1

i have a dataframe with two columns:

 VAR1.                     VAR2.

  A.              102 million; 102 million

  B.      0.1 million; 2 million; 0.1 million; 2 million

I want to remove duplicate values of VAR2. for each row, obtaining

 VAR1.           VAR2.

  A.          102 million

  B.     0.1 million; 2 million

How can I do?

thank you for your suggestions.

Silvia
  • 405
  • 4
  • 17

2 Answers2

2

Using base R, we can split the string on ";" and paste unique entries for VAR2

sapply(strsplit(df$VAR2, ";"), function(x) paste(unique(x), collapse = ";"))
#[1] "102 million"           "0.1 million;2 million"
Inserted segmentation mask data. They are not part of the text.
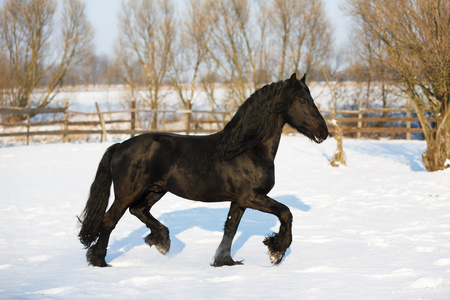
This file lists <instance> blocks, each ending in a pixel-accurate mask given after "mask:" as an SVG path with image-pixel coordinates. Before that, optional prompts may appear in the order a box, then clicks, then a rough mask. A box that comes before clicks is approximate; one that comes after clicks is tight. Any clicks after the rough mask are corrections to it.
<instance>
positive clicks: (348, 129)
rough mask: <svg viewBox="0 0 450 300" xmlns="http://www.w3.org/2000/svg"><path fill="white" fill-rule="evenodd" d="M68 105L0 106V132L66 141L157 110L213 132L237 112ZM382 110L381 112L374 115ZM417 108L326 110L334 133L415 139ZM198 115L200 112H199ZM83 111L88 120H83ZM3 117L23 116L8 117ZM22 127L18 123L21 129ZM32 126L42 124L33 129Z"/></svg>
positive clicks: (121, 128)
mask: <svg viewBox="0 0 450 300" xmlns="http://www.w3.org/2000/svg"><path fill="white" fill-rule="evenodd" d="M68 106H69V105H68V102H67V101H66V102H65V103H64V107H58V108H11V107H0V116H2V121H1V122H0V128H1V131H0V137H26V142H27V144H29V142H30V138H31V137H33V136H61V137H62V140H63V142H67V141H69V139H70V137H72V138H77V137H79V136H88V135H101V140H102V141H103V140H106V138H107V135H130V136H134V135H136V134H141V133H145V132H149V131H152V130H150V129H148V128H143V126H141V124H140V123H141V122H140V119H142V118H139V117H138V116H142V115H153V114H154V113H157V114H158V115H160V116H162V117H161V123H160V124H159V128H158V129H157V130H159V131H171V132H186V133H187V134H189V133H191V132H195V133H211V132H215V131H218V130H220V129H222V128H223V126H225V124H226V123H227V122H228V121H229V120H230V119H231V116H232V115H233V114H234V112H230V111H206V110H189V109H187V110H166V109H163V110H151V109H138V108H136V105H135V103H134V104H133V103H132V106H131V109H125V110H117V111H100V109H98V106H97V105H96V107H97V112H95V113H86V112H78V111H72V110H69V109H68ZM380 113H381V114H382V115H381V116H377V115H376V114H380ZM413 113H414V112H413V111H412V110H411V108H410V106H409V105H407V107H406V108H381V109H380V108H378V109H359V110H338V111H336V112H335V115H336V117H335V118H334V119H333V118H332V117H331V116H332V115H333V114H332V112H331V111H327V110H322V114H323V115H324V117H325V119H326V120H327V122H328V124H329V131H330V133H331V134H333V133H334V132H335V129H336V126H339V127H340V128H341V129H342V130H343V134H344V135H345V136H352V137H357V138H361V137H363V136H364V137H378V136H379V135H380V134H381V135H388V136H390V137H392V138H406V139H411V134H412V133H421V132H422V129H421V128H420V126H419V120H418V118H416V117H412V115H413ZM40 114H53V115H54V120H52V121H49V120H44V121H32V117H33V116H36V115H40ZM174 114H175V115H178V117H177V118H176V121H177V122H178V124H179V123H180V122H182V123H181V124H182V125H180V124H179V125H178V127H177V128H170V126H168V125H169V124H170V122H169V120H167V115H174ZM114 115H119V117H118V118H116V119H111V118H112V117H113V116H114ZM199 115H201V116H202V117H198V116H199ZM4 116H6V118H5V117H4ZM13 116H15V117H16V118H14V117H13ZM56 116H58V118H57V117H56ZM80 116H81V118H85V120H79V118H80ZM105 116H109V118H105ZM205 116H208V117H205ZM93 118H95V119H96V120H94V119H93ZM5 119H6V120H17V119H18V120H20V121H15V122H12V121H10V122H5V121H4V120H5ZM86 119H88V120H86ZM126 124H129V125H128V126H127V125H126ZM412 124H414V126H412ZM44 127H47V129H45V128H44ZM206 127H209V128H206ZM18 128H20V129H19V130H17V129H18ZM32 128H33V130H32ZM34 128H38V129H39V130H34ZM43 128H44V129H43Z"/></svg>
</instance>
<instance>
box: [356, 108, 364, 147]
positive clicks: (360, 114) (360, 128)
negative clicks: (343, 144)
mask: <svg viewBox="0 0 450 300" xmlns="http://www.w3.org/2000/svg"><path fill="white" fill-rule="evenodd" d="M362 106H363V103H362V101H359V110H358V129H359V130H358V133H357V134H356V135H357V138H358V140H359V139H360V138H361V130H360V129H361V128H362V122H361V119H362V115H363V113H362Z"/></svg>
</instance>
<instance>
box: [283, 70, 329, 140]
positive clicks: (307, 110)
mask: <svg viewBox="0 0 450 300" xmlns="http://www.w3.org/2000/svg"><path fill="white" fill-rule="evenodd" d="M305 76H306V75H305ZM305 76H303V78H302V79H300V80H297V75H296V74H295V73H294V74H292V76H291V78H290V79H288V80H287V81H286V86H285V90H284V97H287V99H289V101H288V103H289V104H290V107H288V109H287V110H286V111H285V121H286V123H288V124H289V125H291V126H292V127H294V128H295V129H297V131H298V132H300V133H302V134H304V135H305V136H307V137H309V138H310V139H311V140H313V141H314V142H316V143H321V142H323V141H324V140H325V139H326V138H327V137H328V127H327V124H326V122H325V120H324V119H323V117H322V115H321V114H320V112H319V110H318V109H317V106H316V105H315V104H314V100H313V99H312V97H311V93H310V92H309V88H308V87H307V86H306V83H305Z"/></svg>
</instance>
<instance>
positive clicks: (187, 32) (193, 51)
mask: <svg viewBox="0 0 450 300" xmlns="http://www.w3.org/2000/svg"><path fill="white" fill-rule="evenodd" d="M189 5H190V6H189V8H188V13H187V14H186V15H187V18H186V19H185V20H180V22H181V24H182V26H181V28H180V30H179V31H178V35H177V36H176V42H177V43H176V45H175V47H173V55H172V58H171V61H170V72H169V73H170V79H171V84H172V86H173V87H174V88H175V91H176V92H177V94H178V96H179V98H180V100H181V102H182V104H183V107H184V108H185V109H191V105H192V103H193V101H194V100H195V99H194V97H195V95H196V93H195V92H196V85H197V84H198V79H199V76H200V72H201V65H202V63H203V61H204V58H205V55H206V50H205V48H204V47H203V42H204V39H205V35H206V30H207V29H206V27H205V24H206V14H205V13H204V12H203V11H201V9H202V7H201V6H200V7H199V6H198V2H197V1H194V0H191V1H190V4H189Z"/></svg>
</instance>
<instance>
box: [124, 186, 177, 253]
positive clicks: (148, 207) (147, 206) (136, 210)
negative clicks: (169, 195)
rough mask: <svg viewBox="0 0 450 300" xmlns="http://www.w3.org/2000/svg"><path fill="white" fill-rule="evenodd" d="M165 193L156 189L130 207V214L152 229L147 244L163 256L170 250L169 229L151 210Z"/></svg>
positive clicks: (157, 189) (150, 229) (149, 228)
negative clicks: (152, 207) (152, 246)
mask: <svg viewBox="0 0 450 300" xmlns="http://www.w3.org/2000/svg"><path fill="white" fill-rule="evenodd" d="M165 193H166V191H164V190H160V189H155V191H151V192H149V193H148V195H147V196H146V197H145V199H144V200H143V201H141V202H139V203H137V204H135V205H134V206H132V207H130V213H131V214H133V215H134V216H136V217H137V218H138V219H139V220H141V221H142V222H143V223H144V224H145V225H146V226H147V227H148V228H149V229H150V234H149V235H148V236H147V237H146V238H145V242H146V243H147V244H148V245H149V246H150V247H151V246H155V248H156V249H157V250H158V251H159V252H160V253H161V254H163V255H165V254H166V253H167V252H169V249H170V237H169V229H167V227H166V226H164V225H163V224H161V222H159V221H158V220H156V219H155V217H153V216H152V215H151V214H150V209H151V208H152V206H153V205H154V204H155V203H156V202H158V200H159V199H161V198H162V196H164V194H165Z"/></svg>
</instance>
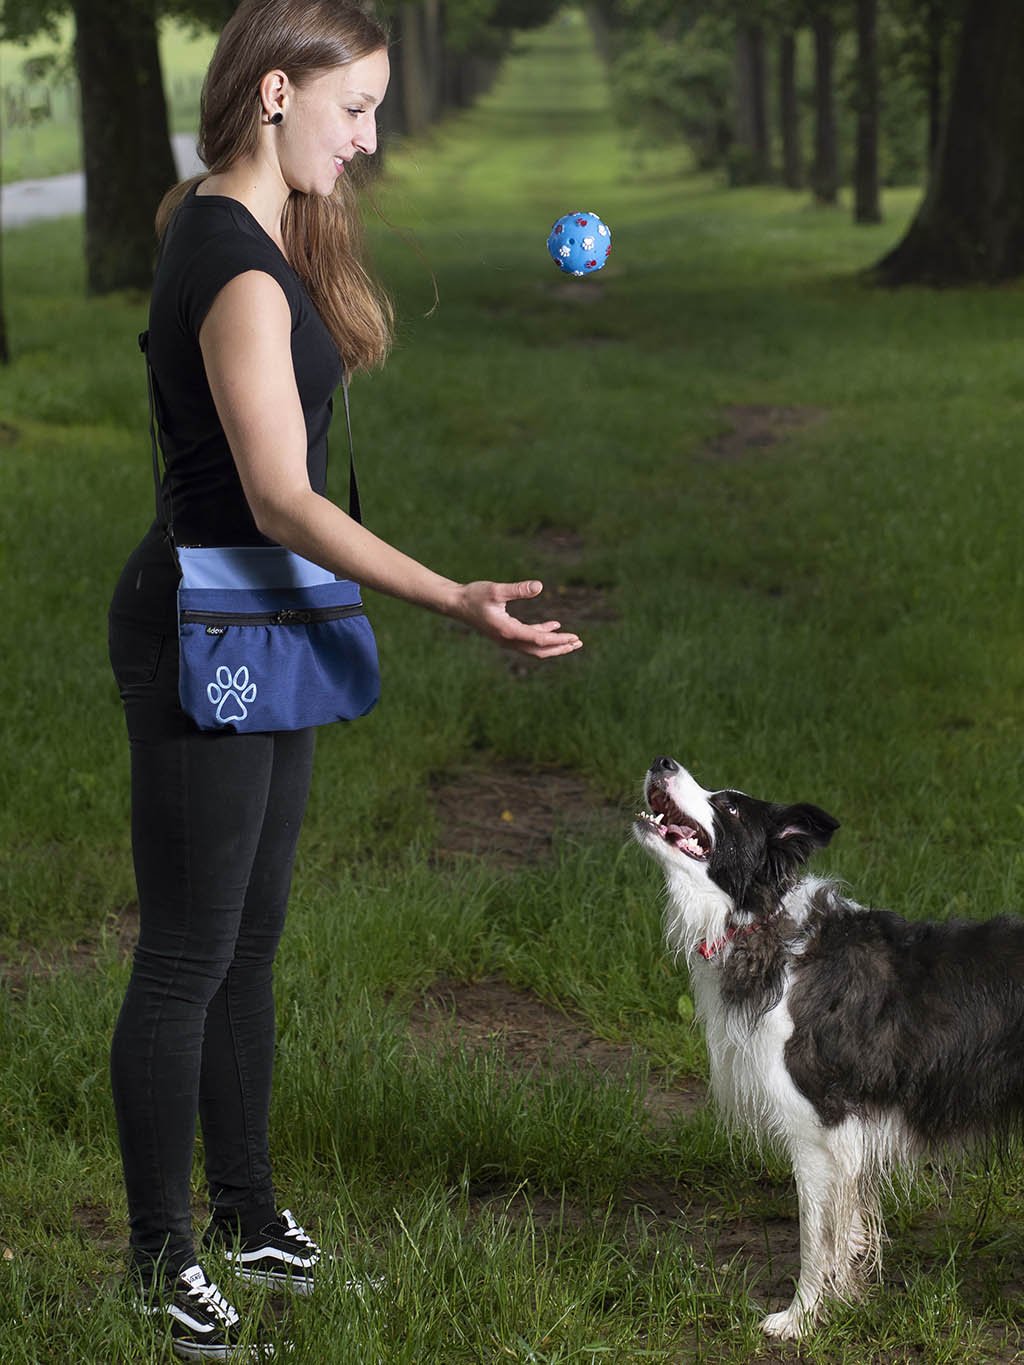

Using dplyr and tidyr we can use separate_rows to bring VAR2 into different rows and then paste only unique entries per group.

library(dplyr)
library(tidyr)

df %>%
 separate_rows(VAR2, sep = ";") %>%
 group_by(VAR1) %>%
 summarise(VAR2 = paste(unique(VAR2), collapse = ";"))

#  VAR1  VAR2                 
#  <fct> <chr>                
#1 A     102 million          
#2 B     0.1 million;2 million
Ronak Shah
  • 377,200
  • 20
  • 156
  • 213
1

Here is a solution using sub which seems to work:

x <- "0.1 million; 2 million; 0.1 million; 2 million"
gsub("\\b(\\d+(?:\\.\\d+)?) ([^;]+); (?=.*\\b\\1 \\2\\b)", "", x, perl=TRUE)

[1] "0.1 million; 2 million"

The general strategy used here is to match a number, with an optional decimal component, followed by another word, provided that this number-word term appears at least once downstream in the input string. If it does appear again, then we remove the first terms by replacing with empty string. Note that the last occurrence of a pair of terms would not be deleted, owing to that the positive lookahead would fail.

Tim Biegeleisen
  • 502,043
  • 27
  • 286
  • 360